Windows 7? Un successo su BitTorrent
La versione pre-beta del nuovo sistema operativo Microsoft, consegnata agli sviluppatori della Professional Developers Conference 2008 è già tra i software più scaricati delle reti P2P
Sarebbero migliaia le persone che in tutto il mondo hanno scaricato la versione pre-beta di Windows 7 attraverso i network di Mininova e The Pirate Bay. Questo a partire da venerdì scorso, da quando copie preliminari del sistema sono state rilasciate per valutazione agli sviluppatori all’evento Pdc 2008. Una esplosione d’interesse che contrasta con la freddezza dimostrata in molti commenti, escludendo ovviamente le modalità ‘piratesche’ con cui questo interesse per il sistema Microsoft si sta manifestando.
Chi ha ricevuto da Microsoft la copia del sistema ha firmato un accordo di riservatezza e non è autorizzato a diffonderla in rete. Chi scarica illegalmente Windows 7 sa bene che non può fare affidamento su un software pre-beta per l’utilizzo di tutti i giorni. Eppure già a metà della scorsa domenica erano oltre 1.400 gli utenti che rendevano disponibile la versione a 32bit del sistema operativo, 260 per la versione a 64 bit, attraverso il network di The Pirate Bay. Questo per la felicità di quasi 7.000 utenti in fase di scaricamento. Non è la prima volta che sul sistema BitTorrent finiscono i codici preliminari dei software Microsoft, un caso recente ha riguardato la SP1 di Vista, anticipando la distribuzione ufficiale.
Con l’ampliarsi del numero di persone che ha preso contatto con la beta di Windows 7 cresce anche la qualità dei commenti nei newsgroup che discutono del nuovo sistema operativo.
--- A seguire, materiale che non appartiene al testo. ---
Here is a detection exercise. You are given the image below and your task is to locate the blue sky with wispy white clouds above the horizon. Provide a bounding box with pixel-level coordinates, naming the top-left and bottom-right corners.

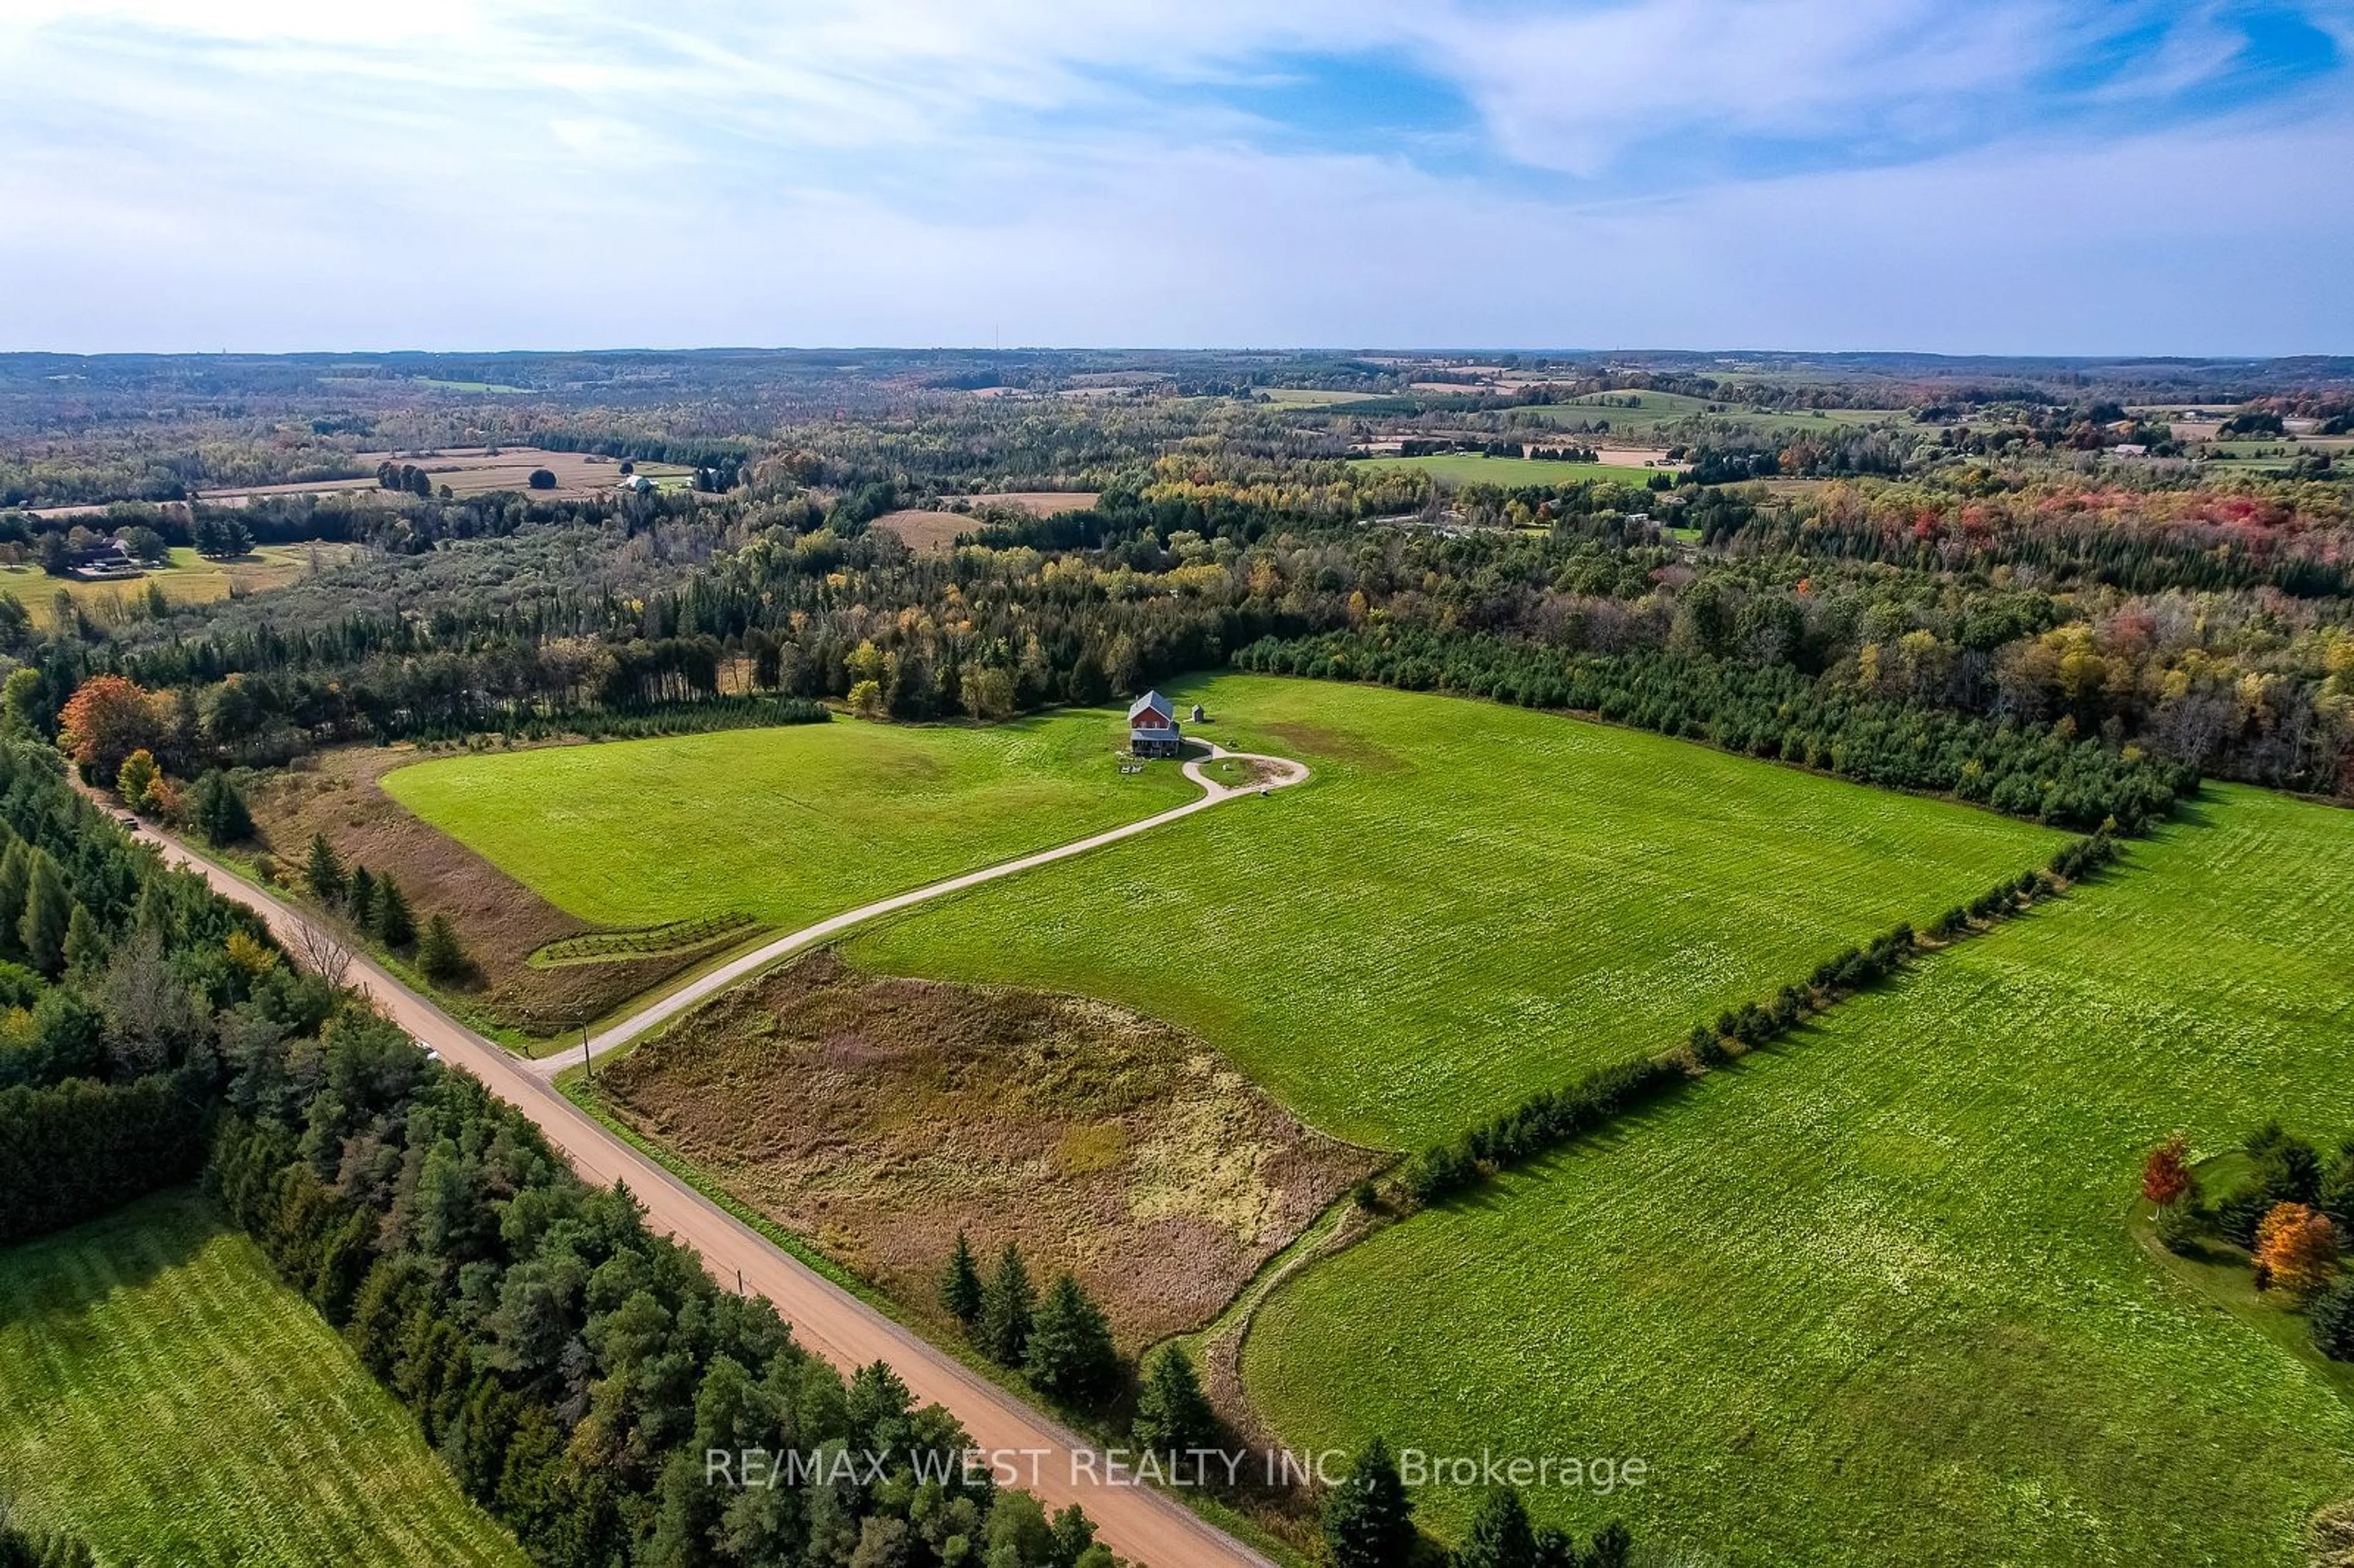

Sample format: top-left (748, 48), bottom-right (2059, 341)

top-left (0, 0), bottom-right (2354, 353)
In molti casi la versione distribuita tramite BitTorrent non sarebbe l’ultima, risultando priva della nuova taskbar; in altri viene lamentata la presenza di una nuova procedura di registrazione online con Windows Live.
Tra le voci positive verso il nuovo sistema operativo non mancano valutazioni sulle capacità del supporto di virtualizzazione e sulla veste ‘leggera’ data da Microsoft al nuovo OS. In accordo con l’impegno verso i servizi in rete, Windows 7 mira infatti a rimpiazzare le applicazioni tradizionalmente incluse nel sistema operativo con equivalenti funzionalità di Live Services, accessibili via Web.
Lo ha spiegato Ray Ozzie nel suo keynote alla Pdc 2008. Windows si ridurrà ulteriormente in futuro ritornando ad essere un ‘vero’ sistema operativo (ossia una interfaccia con l’hardware). In questo modo le prestazioni e il valore del sistema non saranno più inficiate o mese a dura prova dai problemi di compatibilità delle applicazioni con l’hardware sottostante. Come è accaduto agli esordi di Vista.